Rapunzel - Türkei-Projekt

Den Grundstein für den Export ökologisch angebauter Trockenfrüchte und Nüsse aus der Türkei legte der Gründer und Geschäftsführer des im Allgäu ansässigen Unternehmens Rapunzel, Joseph Wilhelm, bereits 1976.

"Merhaba", so begrüßen sich Resat und Ismet. Es folgt das obligatorische Küsschen unter Männern und ein freundschaftliches Rückenklopfen. Zuerst nehmen die beiden in der Dorfkneipe – hier eher Teesalon zu nennen – entspannt einen "Çay" zu sich.

Resat ist Agraringenieur von Rapunzel und Ismet der Vorstand des westanatolischen Ökobauern-Dorfs Tekelioglu. Man merkt, es herrscht Vertrauen zwischen dem Rapunzel-Mitarbeiter und dem Landwirt, obwohl Resat gekommen ist, um die Qualität der Sultaninen zu kontrollieren, die gerade geerntet werden, und die Abnahmemenge von Rapunzel zu bestimmen.

22 Bauern aus dem Dorf haben seit 1989 einen Vertrag mit Rapunzel.

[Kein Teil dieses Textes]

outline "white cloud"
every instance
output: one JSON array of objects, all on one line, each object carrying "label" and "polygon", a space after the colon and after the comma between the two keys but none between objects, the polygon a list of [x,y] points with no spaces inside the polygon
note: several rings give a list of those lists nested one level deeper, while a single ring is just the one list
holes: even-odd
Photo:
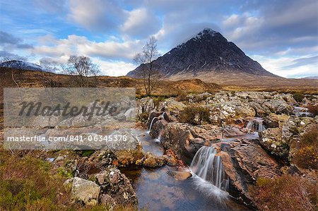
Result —
[{"label": "white cloud", "polygon": [[67,39],[56,39],[51,36],[40,38],[42,45],[35,47],[32,52],[49,56],[86,55],[100,56],[104,59],[132,60],[139,52],[141,44],[139,40],[126,40],[122,42],[105,41],[95,42],[86,37],[69,35]]},{"label": "white cloud", "polygon": [[105,31],[116,28],[124,11],[117,1],[85,0],[69,1],[71,20],[89,30]]}]

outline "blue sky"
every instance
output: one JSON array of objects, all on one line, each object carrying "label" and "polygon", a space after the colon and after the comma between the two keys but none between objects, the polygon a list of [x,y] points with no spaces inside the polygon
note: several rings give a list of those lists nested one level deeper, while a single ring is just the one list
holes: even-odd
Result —
[{"label": "blue sky", "polygon": [[204,28],[276,75],[318,75],[315,0],[0,0],[0,56],[86,55],[104,75],[122,76],[150,36],[163,54]]}]

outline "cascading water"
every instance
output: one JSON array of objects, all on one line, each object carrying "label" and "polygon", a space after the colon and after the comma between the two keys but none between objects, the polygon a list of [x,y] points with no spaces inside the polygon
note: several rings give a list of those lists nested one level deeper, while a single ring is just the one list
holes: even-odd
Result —
[{"label": "cascading water", "polygon": [[165,114],[165,112],[163,112],[160,116],[159,116],[158,117],[153,117],[153,119],[151,120],[151,124],[150,124],[150,126],[149,126],[149,130],[148,131],[148,133],[150,133],[150,131],[151,131],[151,128],[152,128],[152,127],[153,127],[153,121],[155,120],[155,119],[165,119],[165,116],[164,116],[164,114]]},{"label": "cascading water", "polygon": [[250,121],[246,126],[246,128],[255,132],[261,132],[266,129],[263,125],[263,119],[261,118],[255,118]]},{"label": "cascading water", "polygon": [[193,173],[206,181],[209,181],[220,189],[228,191],[229,180],[224,172],[220,156],[216,156],[213,147],[201,147],[191,163]]}]

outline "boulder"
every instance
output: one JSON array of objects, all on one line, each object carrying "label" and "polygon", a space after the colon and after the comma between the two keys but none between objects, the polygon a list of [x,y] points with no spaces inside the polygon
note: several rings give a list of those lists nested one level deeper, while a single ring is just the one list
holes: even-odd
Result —
[{"label": "boulder", "polygon": [[270,100],[264,102],[262,106],[277,114],[292,114],[293,111],[293,107],[283,100]]},{"label": "boulder", "polygon": [[179,181],[186,180],[192,176],[192,174],[189,171],[168,171],[167,174],[172,176],[175,180]]},{"label": "boulder", "polygon": [[[115,168],[110,167],[99,175],[99,182],[102,194],[109,195],[118,205],[135,205],[138,203],[136,193],[126,176]],[[108,197],[107,197],[108,198]]]},{"label": "boulder", "polygon": [[223,137],[235,137],[244,135],[246,133],[242,131],[242,129],[236,126],[226,126],[222,129]]},{"label": "boulder", "polygon": [[224,171],[230,179],[230,194],[253,206],[249,186],[259,177],[278,176],[278,164],[253,141],[242,140],[218,145],[220,145],[222,151],[217,155],[221,157]]},{"label": "boulder", "polygon": [[265,117],[264,124],[268,128],[278,128],[288,120],[289,116],[285,114],[276,114],[271,113],[269,116]]},{"label": "boulder", "polygon": [[108,194],[101,194],[100,198],[100,203],[107,207],[107,210],[114,210],[116,206],[115,200]]},{"label": "boulder", "polygon": [[171,122],[165,126],[161,143],[165,150],[171,150],[177,159],[189,164],[199,149],[221,138],[221,128],[212,125],[192,126]]},{"label": "boulder", "polygon": [[86,205],[94,206],[98,203],[100,187],[95,183],[74,177],[71,188],[71,198],[73,202],[81,202]]}]

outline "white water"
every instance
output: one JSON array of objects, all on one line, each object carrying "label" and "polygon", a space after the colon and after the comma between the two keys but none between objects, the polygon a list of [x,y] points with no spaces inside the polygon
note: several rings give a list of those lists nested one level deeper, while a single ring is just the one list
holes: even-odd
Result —
[{"label": "white water", "polygon": [[246,126],[246,128],[248,129],[249,131],[252,131],[255,132],[261,132],[266,129],[263,125],[263,119],[257,117],[250,121]]},{"label": "white water", "polygon": [[229,180],[224,172],[220,156],[216,156],[216,150],[213,147],[201,147],[191,163],[193,173],[219,189],[228,190]]},{"label": "white water", "polygon": [[148,132],[147,132],[148,133],[149,133],[150,131],[151,131],[151,128],[153,126],[153,120],[155,120],[155,119],[158,119],[158,117],[153,117],[153,119],[151,120],[151,125],[149,126],[149,129],[148,130]]}]

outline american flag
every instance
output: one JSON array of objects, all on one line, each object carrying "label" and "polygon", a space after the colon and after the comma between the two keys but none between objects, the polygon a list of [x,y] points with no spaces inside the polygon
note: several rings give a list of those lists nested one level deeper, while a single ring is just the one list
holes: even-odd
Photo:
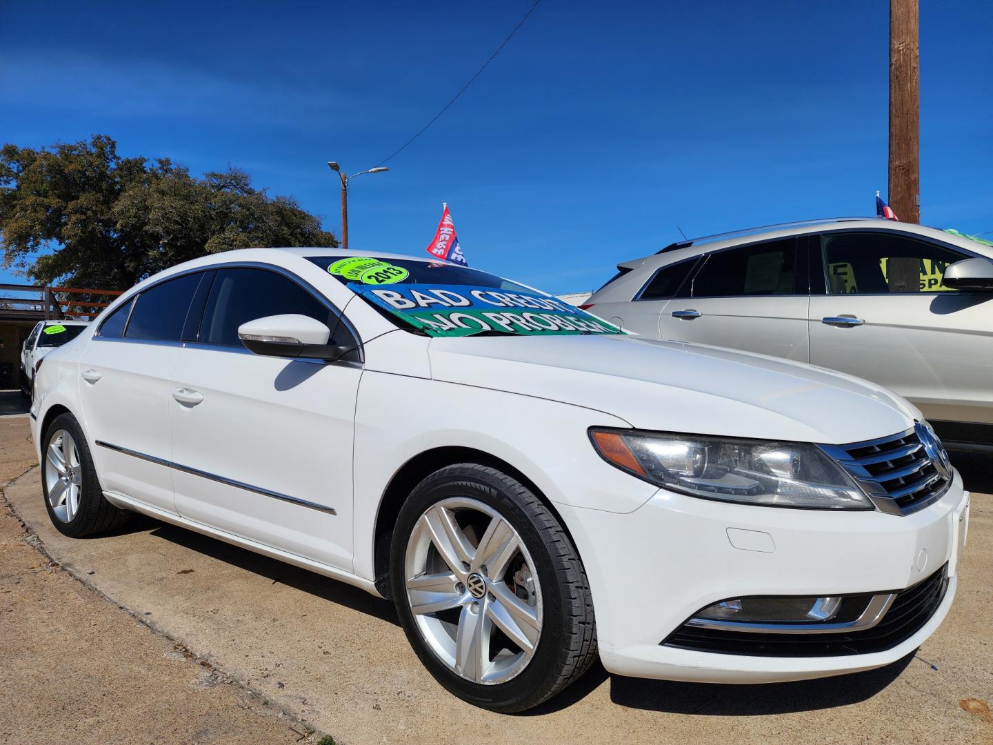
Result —
[{"label": "american flag", "polygon": [[897,214],[890,209],[890,206],[883,202],[879,192],[876,192],[876,215],[885,220],[900,220]]}]

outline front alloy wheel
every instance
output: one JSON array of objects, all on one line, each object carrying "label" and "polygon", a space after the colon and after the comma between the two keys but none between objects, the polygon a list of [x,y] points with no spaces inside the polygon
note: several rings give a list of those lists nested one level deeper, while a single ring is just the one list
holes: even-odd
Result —
[{"label": "front alloy wheel", "polygon": [[79,422],[69,412],[45,428],[42,492],[45,509],[59,532],[72,538],[111,530],[126,515],[103,496],[93,457]]},{"label": "front alloy wheel", "polygon": [[495,468],[461,463],[417,485],[393,530],[390,588],[421,662],[477,706],[537,706],[596,659],[572,540],[528,487]]},{"label": "front alloy wheel", "polygon": [[407,602],[431,651],[477,683],[509,680],[541,636],[534,561],[503,516],[450,498],[420,517],[407,543]]}]

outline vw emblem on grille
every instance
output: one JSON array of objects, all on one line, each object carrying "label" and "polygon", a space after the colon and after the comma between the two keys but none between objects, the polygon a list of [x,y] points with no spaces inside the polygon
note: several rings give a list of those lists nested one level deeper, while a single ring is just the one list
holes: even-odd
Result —
[{"label": "vw emblem on grille", "polygon": [[948,460],[948,454],[945,452],[937,435],[934,434],[934,430],[927,424],[920,421],[914,425],[914,430],[917,432],[918,439],[921,440],[921,444],[924,447],[924,452],[927,453],[927,457],[930,458],[937,472],[944,478],[950,479],[951,461]]},{"label": "vw emblem on grille", "polygon": [[474,598],[482,598],[487,594],[487,581],[482,574],[470,574],[466,579],[466,586],[469,587],[469,594]]}]

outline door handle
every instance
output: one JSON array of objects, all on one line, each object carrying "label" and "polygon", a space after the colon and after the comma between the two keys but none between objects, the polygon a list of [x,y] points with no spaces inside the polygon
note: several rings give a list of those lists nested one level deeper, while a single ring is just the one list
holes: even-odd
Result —
[{"label": "door handle", "polygon": [[184,406],[196,406],[204,400],[204,394],[190,388],[173,388],[173,398]]},{"label": "door handle", "polygon": [[820,322],[828,326],[861,326],[865,323],[861,318],[853,316],[824,316]]}]

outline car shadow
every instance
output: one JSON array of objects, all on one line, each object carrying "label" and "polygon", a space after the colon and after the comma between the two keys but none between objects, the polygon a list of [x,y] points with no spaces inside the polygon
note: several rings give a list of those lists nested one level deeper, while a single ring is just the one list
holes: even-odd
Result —
[{"label": "car shadow", "polygon": [[962,484],[970,492],[993,494],[993,455],[948,449],[951,465],[962,475]]},{"label": "car shadow", "polygon": [[357,587],[325,577],[308,569],[301,569],[292,564],[249,551],[247,548],[241,548],[209,535],[188,530],[185,527],[161,522],[153,518],[135,515],[125,525],[113,532],[103,533],[103,536],[142,530],[148,530],[149,534],[156,538],[168,540],[170,543],[244,569],[246,572],[267,577],[272,580],[273,584],[278,582],[322,600],[328,600],[359,613],[373,616],[394,626],[400,625],[393,604],[388,600],[377,598]]}]

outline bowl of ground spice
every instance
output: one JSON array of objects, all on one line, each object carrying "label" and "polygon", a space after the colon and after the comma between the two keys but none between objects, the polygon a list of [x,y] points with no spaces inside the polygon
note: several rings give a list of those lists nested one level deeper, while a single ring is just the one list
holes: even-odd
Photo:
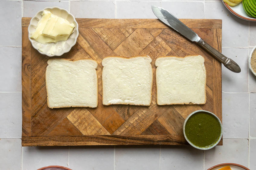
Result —
[{"label": "bowl of ground spice", "polygon": [[256,46],[253,48],[250,54],[248,65],[250,70],[256,76]]}]

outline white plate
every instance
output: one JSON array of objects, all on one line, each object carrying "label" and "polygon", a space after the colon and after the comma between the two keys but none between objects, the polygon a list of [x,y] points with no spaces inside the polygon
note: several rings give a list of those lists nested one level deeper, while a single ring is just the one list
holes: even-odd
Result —
[{"label": "white plate", "polygon": [[232,170],[250,170],[248,168],[242,165],[233,163],[224,163],[215,165],[207,169],[207,170],[218,170],[226,166],[229,166]]},{"label": "white plate", "polygon": [[231,7],[223,2],[224,5],[231,13],[240,18],[248,21],[256,21],[256,18],[248,15],[243,7],[242,2],[234,7]]},{"label": "white plate", "polygon": [[[75,24],[73,32],[70,35],[68,39],[65,41],[60,41],[56,43],[48,43],[43,44],[39,43],[29,38],[35,30],[39,20],[42,18],[41,14],[45,10],[48,10],[53,14],[66,19],[70,23]],[[44,8],[37,12],[34,17],[30,20],[30,23],[28,28],[28,38],[32,46],[41,54],[49,57],[60,56],[63,54],[68,52],[71,48],[75,44],[76,39],[78,36],[78,24],[73,15],[65,9],[59,8],[57,7],[48,7]],[[50,52],[50,49],[53,46],[55,46],[54,48],[57,49],[54,52]],[[43,51],[44,52],[43,52]]]},{"label": "white plate", "polygon": [[252,55],[252,53],[253,53],[253,51],[255,50],[256,50],[256,46],[255,46],[252,49],[252,50],[251,50],[251,53],[250,54],[250,55],[249,56],[249,58],[248,58],[248,66],[249,66],[249,68],[250,69],[250,70],[251,72],[253,73],[253,74],[255,76],[256,76],[256,73],[255,73],[253,71],[253,70],[252,70],[252,69],[251,68],[251,56]]}]

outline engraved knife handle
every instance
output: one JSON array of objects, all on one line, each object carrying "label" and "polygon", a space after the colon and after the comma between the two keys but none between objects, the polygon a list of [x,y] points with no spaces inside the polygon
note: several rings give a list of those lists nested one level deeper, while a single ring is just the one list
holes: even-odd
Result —
[{"label": "engraved knife handle", "polygon": [[202,39],[201,39],[197,43],[223,64],[224,66],[229,70],[238,73],[241,72],[241,69],[240,68],[238,64],[235,62],[232,59],[228,58],[214,48],[212,47],[205,42]]}]

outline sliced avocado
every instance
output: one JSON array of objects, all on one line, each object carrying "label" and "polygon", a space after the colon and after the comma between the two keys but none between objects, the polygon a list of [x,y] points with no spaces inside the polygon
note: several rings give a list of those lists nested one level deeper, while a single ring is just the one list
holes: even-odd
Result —
[{"label": "sliced avocado", "polygon": [[249,12],[251,15],[251,16],[253,17],[256,17],[256,12],[254,11],[253,10],[251,9],[251,3],[250,3],[250,0],[244,0],[245,1],[245,7],[247,7],[247,9],[248,10],[248,12]]},{"label": "sliced avocado", "polygon": [[234,7],[237,5],[238,4],[233,2],[229,1],[229,0],[223,0],[224,2],[226,3],[231,7]]},{"label": "sliced avocado", "polygon": [[251,2],[253,4],[255,5],[255,6],[256,6],[256,0],[251,0]]},{"label": "sliced avocado", "polygon": [[252,17],[252,16],[251,15],[251,14],[250,14],[247,11],[247,9],[246,7],[245,6],[245,0],[244,0],[243,1],[243,7],[244,7],[244,9],[245,10],[245,11],[246,13],[248,14],[248,15],[249,15],[249,16],[251,16],[251,17]]},{"label": "sliced avocado", "polygon": [[249,0],[249,2],[251,4],[251,9],[253,10],[254,11],[256,12],[256,3],[254,4],[254,2],[256,3],[256,1],[255,0]]}]

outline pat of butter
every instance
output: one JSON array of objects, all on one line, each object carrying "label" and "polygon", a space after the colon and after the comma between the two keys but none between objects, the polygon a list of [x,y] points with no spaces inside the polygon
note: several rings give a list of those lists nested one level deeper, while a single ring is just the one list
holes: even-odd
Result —
[{"label": "pat of butter", "polygon": [[42,18],[37,23],[36,30],[32,34],[30,38],[36,40],[39,35],[42,34],[43,30],[51,14],[52,13],[50,11],[44,10],[43,11]]},{"label": "pat of butter", "polygon": [[36,31],[30,38],[42,44],[66,40],[75,27],[65,19],[44,10]]}]

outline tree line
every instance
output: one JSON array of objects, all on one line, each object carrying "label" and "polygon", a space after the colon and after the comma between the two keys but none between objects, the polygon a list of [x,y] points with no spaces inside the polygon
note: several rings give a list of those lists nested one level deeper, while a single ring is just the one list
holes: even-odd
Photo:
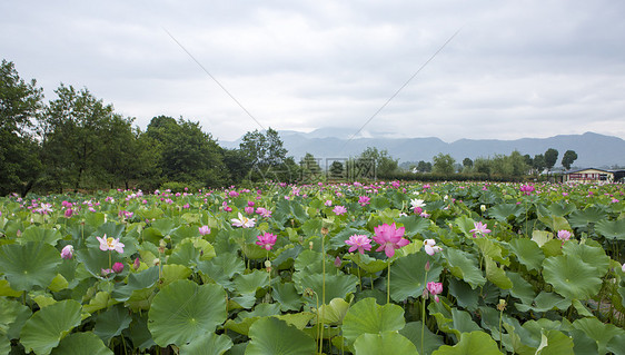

Sie bauen nach ökologischen Richtlinien Sultaninen, Tomaten, Paprika, Baumwolle, Oliven, Weizen, Gerste und Sesam an und Rapunzel bezahlt ihnen acht bis zwölf Prozent Bio-Prämie auf die Rohware.

Rapunzel Trockenfrüchten aus der Türkei

Außerdem stellt Rapunzel den Landwirten Beratung von Agraringenieuren zu Bio-Landbau allgemein, zur Umstellung und für die Fruchtfolge sowie Saatgut und biologisches Pflanzenschutzmittel zur Verfügung.

80 Prozent aller Bauern des Dorfes Tekelioglu haben inzwischen gesamtbetrieblich auf ökologischen Anbau umgestellt. Früher bauten sie auf den 1.000 Hektar rund um das Dorf am See "Marmara Gölü" hauptsächlich konventionellen Tabak und Weizen an.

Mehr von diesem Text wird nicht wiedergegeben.